Cody Winkler

**Name of the Vulnerable Software and Affected Versions** LinuxKI versions 6.0-1 and earlier **Description** The issue is related to the lack of input data sanitization in the LinuxKI operating system, which can be exploited by a remote attacker to perform cross-site scripting (XSS) attacks. **Recommendations** For LinuxKI versions 6.0-1 and earlier, update to release 6.0-2 to resolve the issue.

**Name of the Vulnerable Software and Affected Versions** LinuxKI versions 6.0-1 and earlier **Description** The issue is related to insecure privilege management in the LinuxKI operating system. This allows a remote attacker to execute arbitrary code. The problem is resolved in release 6.0-2. **Recommendations** For LinuxKI versions 6.0-1 and earlier, update to release 6.0-2 to resolve the issue.

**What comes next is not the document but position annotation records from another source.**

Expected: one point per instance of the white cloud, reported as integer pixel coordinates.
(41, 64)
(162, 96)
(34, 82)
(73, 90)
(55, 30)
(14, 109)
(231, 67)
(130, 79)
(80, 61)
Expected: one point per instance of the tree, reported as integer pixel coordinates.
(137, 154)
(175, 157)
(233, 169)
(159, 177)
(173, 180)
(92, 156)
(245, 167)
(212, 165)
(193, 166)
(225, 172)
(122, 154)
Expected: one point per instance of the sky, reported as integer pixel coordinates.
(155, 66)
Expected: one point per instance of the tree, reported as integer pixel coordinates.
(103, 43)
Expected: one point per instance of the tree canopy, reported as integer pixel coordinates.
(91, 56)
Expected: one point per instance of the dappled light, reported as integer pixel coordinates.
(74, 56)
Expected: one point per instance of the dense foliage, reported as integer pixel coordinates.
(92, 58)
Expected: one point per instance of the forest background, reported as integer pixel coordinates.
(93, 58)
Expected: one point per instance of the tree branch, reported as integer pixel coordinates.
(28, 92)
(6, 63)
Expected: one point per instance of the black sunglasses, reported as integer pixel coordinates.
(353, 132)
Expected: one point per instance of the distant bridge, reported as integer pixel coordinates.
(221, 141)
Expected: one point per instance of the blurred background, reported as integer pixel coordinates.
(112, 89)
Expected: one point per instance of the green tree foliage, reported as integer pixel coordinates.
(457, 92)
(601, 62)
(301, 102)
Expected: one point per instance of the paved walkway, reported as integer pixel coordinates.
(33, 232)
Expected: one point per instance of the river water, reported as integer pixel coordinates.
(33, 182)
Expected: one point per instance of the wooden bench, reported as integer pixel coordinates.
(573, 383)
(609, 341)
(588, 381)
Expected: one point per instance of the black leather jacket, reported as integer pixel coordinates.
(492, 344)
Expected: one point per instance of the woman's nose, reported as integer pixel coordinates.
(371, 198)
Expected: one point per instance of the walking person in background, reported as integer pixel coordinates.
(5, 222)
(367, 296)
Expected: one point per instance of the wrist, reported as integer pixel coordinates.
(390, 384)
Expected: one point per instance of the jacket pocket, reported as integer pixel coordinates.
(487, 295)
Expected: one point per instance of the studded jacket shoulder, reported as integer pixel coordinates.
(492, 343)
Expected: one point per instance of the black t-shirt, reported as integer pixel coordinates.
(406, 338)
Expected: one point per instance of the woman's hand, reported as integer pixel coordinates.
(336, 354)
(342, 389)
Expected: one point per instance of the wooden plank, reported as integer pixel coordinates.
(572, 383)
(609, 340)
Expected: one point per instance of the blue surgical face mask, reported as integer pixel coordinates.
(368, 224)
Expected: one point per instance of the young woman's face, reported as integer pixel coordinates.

**Name of the Vulnerable Software and Affected Versions** Gnome Fonts Viewer version 3.34.0 **Description** Gnome Fonts Viewer version 3.34.0 contains a heap corruption issue that allows attackers to trigger an out-of-bounds write by using a malicious TTF font file. An attacker can create a specially crafted TTF file with an oversized pattern, which can lead to an infinite `malloc()` loop and potentially crash the `gnome-font-viewer` process. **Recommendations** At the moment, there is no information about a newer version that contains a fix for this vulnerability.